If you follow the retail industry, you can’t go a day without reading a headline about the challenges facing traditional brick-and-mortar retailers (for example, the recent bankruptcy of Toys“R”Us). Many of the challenges facing these retailers are the result of what I call the “Amazon effect.” It's no surprise Amazon has turned the retail industry upside down. Mass big-box retailers were first to feel the effects, but the “Amazon effect” is now clearly extending into the grocery retail channels. (For purposes of this article, I’ll consider the grocery retail channel to include grocery, mass, club, Walmart, dollar, and other traditional brick-and-mortar retail channels.)
I recently had the opportunity to serve as a panel moderator in New York City at the Capital Roundtable “Investing in Food and Nutrition Companies.” The panel discussed the challenges facing grocery retailers and the impact they’ve had on private equity investments within the farm-to-fork spectrum. The following week, I was fortunate to attend the Natural Products Expo West where I was able to listen to “The State of the Natural Industry” and participate in the “Disrupted Retail Summit.” After participating in both events, I found a consensus viewpoint regarding the grocery retail channel. Industry experts agree the book has yet to be written, and that the challenges facing the grocery retail industry won’t subside in the near term — especially as Amazon determines how it will manage its investment in Whole Foods and the evolving technology addressing the “last-mile” challenge of delivering fresh food directly to consumers.
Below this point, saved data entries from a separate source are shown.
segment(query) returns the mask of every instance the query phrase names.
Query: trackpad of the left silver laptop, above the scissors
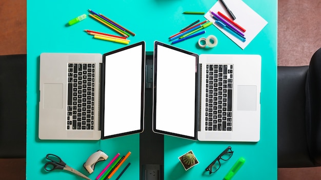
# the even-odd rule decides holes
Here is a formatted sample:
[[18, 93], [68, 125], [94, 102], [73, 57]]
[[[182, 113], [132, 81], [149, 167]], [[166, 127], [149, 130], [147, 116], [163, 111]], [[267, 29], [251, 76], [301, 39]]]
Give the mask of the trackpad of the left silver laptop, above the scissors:
[[44, 108], [63, 108], [63, 84], [44, 84]]

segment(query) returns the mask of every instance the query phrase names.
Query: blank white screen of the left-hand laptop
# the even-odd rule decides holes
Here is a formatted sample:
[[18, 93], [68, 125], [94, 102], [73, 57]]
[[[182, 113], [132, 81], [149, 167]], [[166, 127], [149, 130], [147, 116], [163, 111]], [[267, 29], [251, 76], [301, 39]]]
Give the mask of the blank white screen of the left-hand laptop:
[[[142, 53], [144, 51], [144, 53]], [[141, 131], [144, 110], [142, 88], [143, 44], [105, 54], [105, 112], [104, 137]], [[143, 64], [142, 64], [143, 63]], [[144, 75], [143, 75], [144, 79]]]

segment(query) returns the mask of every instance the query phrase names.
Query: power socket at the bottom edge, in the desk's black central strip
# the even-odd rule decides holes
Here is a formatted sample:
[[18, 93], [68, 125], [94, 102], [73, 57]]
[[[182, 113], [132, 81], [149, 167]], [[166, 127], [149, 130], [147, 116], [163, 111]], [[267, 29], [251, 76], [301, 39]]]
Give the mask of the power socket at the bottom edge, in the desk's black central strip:
[[163, 177], [162, 168], [158, 164], [143, 165], [143, 180], [160, 180]]

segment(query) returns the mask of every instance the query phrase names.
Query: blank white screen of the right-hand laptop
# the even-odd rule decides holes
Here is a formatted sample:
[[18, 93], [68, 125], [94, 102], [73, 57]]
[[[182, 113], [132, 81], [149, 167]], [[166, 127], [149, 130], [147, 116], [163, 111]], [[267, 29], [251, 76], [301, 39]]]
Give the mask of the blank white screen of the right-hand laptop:
[[[195, 137], [197, 55], [155, 42], [153, 130]], [[156, 76], [156, 77], [155, 77]]]

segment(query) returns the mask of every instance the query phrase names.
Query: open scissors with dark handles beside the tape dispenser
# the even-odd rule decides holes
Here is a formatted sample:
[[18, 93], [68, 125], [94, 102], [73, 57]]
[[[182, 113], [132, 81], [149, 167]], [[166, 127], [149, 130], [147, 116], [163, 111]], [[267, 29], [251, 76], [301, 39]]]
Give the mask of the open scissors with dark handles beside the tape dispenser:
[[51, 162], [48, 162], [45, 164], [45, 170], [50, 172], [53, 171], [55, 169], [61, 169], [61, 170], [66, 170], [69, 172], [72, 172], [78, 176], [81, 176], [85, 179], [89, 179], [89, 177], [87, 177], [86, 175], [82, 174], [81, 172], [75, 170], [74, 168], [68, 166], [65, 162], [63, 162], [63, 160], [61, 158], [59, 158], [59, 156], [54, 155], [54, 154], [47, 154], [46, 155], [46, 159], [50, 160]]

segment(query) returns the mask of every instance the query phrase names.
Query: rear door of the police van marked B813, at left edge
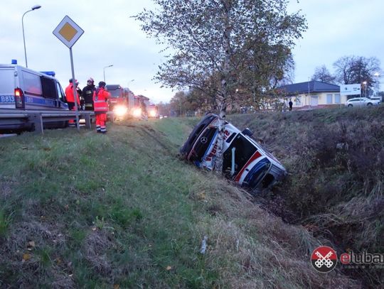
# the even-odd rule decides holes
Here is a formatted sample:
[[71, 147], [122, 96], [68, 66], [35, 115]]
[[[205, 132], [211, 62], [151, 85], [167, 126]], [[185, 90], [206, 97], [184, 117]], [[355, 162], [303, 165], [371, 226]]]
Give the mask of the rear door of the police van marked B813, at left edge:
[[0, 67], [0, 109], [15, 109], [15, 69]]

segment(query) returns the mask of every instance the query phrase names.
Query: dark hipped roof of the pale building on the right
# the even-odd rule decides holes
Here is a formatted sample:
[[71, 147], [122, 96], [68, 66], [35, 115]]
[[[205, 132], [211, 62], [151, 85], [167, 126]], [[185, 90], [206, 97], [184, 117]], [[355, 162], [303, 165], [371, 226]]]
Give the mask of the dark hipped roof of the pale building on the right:
[[286, 92], [287, 94], [340, 92], [340, 87], [338, 85], [329, 84], [326, 82], [319, 82], [317, 80], [283, 85], [282, 87], [279, 87], [279, 89], [281, 89], [282, 92]]

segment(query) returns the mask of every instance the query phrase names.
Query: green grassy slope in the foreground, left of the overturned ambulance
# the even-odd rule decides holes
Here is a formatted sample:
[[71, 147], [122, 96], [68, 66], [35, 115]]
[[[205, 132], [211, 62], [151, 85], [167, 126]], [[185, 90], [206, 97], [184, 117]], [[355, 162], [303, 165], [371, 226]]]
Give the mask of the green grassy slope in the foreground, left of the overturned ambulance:
[[176, 158], [194, 121], [0, 139], [0, 287], [359, 288], [311, 268], [306, 229]]

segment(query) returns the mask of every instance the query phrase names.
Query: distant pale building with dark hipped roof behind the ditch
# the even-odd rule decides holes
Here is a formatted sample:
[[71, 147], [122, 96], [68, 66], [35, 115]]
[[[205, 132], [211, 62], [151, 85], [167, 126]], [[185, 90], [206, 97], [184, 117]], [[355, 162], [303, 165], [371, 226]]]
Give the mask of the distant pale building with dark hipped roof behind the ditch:
[[288, 84], [278, 88], [286, 94], [284, 102], [292, 100], [294, 109], [334, 107], [345, 104], [346, 95], [340, 95], [340, 87], [335, 84], [312, 80]]

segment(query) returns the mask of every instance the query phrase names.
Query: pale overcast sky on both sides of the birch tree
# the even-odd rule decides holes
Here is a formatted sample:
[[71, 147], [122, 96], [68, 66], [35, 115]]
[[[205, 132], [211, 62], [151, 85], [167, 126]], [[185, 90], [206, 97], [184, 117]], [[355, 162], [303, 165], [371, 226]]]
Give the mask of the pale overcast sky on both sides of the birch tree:
[[[71, 77], [70, 53], [53, 30], [69, 16], [85, 33], [73, 45], [75, 77], [80, 87], [88, 77], [95, 82], [129, 87], [153, 102], [168, 102], [175, 92], [161, 89], [152, 78], [164, 58], [161, 47], [146, 38], [139, 23], [129, 16], [151, 0], [1, 0], [0, 63], [12, 59], [25, 65], [21, 18], [39, 4], [41, 9], [26, 13], [24, 32], [28, 67], [54, 70], [63, 87]], [[384, 65], [384, 0], [291, 0], [289, 11], [302, 10], [308, 30], [294, 48], [295, 82], [308, 81], [317, 66], [332, 64], [342, 56], [376, 57]], [[113, 65], [113, 67], [104, 67]], [[134, 80], [134, 81], [132, 81]], [[383, 78], [381, 89], [383, 89]]]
However, most agree that brick-and-mortar stores will continue to be the key distribution channel for food and beverage companies that are intent on reaching the end consumer with their products.
Brick-and-mortar stores will continue to be the key distribution channel for food and beverage companies that are intent on reaching the end consumer with their product.
At both events, there were significant discussions regarding how food and beverage CPG companies and other companies selling products or services to the grocery industry can best manage the headwinds facing this sector. Here are a few highlights:
- Leverage new technologies — CPG companies need to thoroughly evaluate the strategic usage of technology. The most successful companies are leveraging predictive analytics for new product development, production planning, logistics, and marketing. Similar to the grocery retailers, CPG companies are developing sophisticated predictive analytical algorithms to monitor consumer buying trends.
- Know your consumer — CPG companies must not only study the demographic of their target consumer (e.g., millennials vs. boomers), but also the psychographics. It's not only critical to know “who” will buy, but also “why” they’ll buy. CPG companies must evaluate their online marketing strategies and social media-based analytical information to best adapt their products to drive demand.
- Bring innovative ideas and data — Grocery retailers prefer CPG companies that are proactive regarding product development and bringing actionable ideas to the table. They're looking to partner with CPG companies that know their consumer and use “push” rather than “pull” product development strategies. The relationship between the CPG and the grocery retailer was historically about promotions, but CPG companies create the currency to drive demand through a strong partnership with the grocery retailer. CPG companies need to provide grocery retailers with measurable data to collaboratively help them identify opportunities to solve problems for the retailer, and most importantly, the end consumer.
- Embrace omnichannel distribution — Reaching the consumer through multiple distribution channels is the new norm. Most industry experts agree that traditional “brick-and-mortar” grocery channels won't go away anytime soon; however, in order to be successful, grocery retailers must also have an online sales platform that provides a seamless customer experience. CPG companies need to keep this in mind as they're developing products and packaging for the end consumer. CPG companies also need to evaluate their own omnichannel distributions opportunities.
In summary, the grocery retail industry is likely to continue facing significant disruption. This disruption will require CPG companies to re-evaluate their existing relationships with their retail customers and likely force CPG companies to reassess their human capital talent as well. They’ll want to ensure employees in sales, marketing, and information technology can adapt to these changing trends. However, skillfully managing this disruption can create valuable opportunities. The CPG companies with the most skilled talent will be in the best position to leverage new technologies to make a direct connection with their consumers. Subsequently, leveraging the feedback received from consumers to bring innovative ideas to the grocery retailer will put them in the best position for success.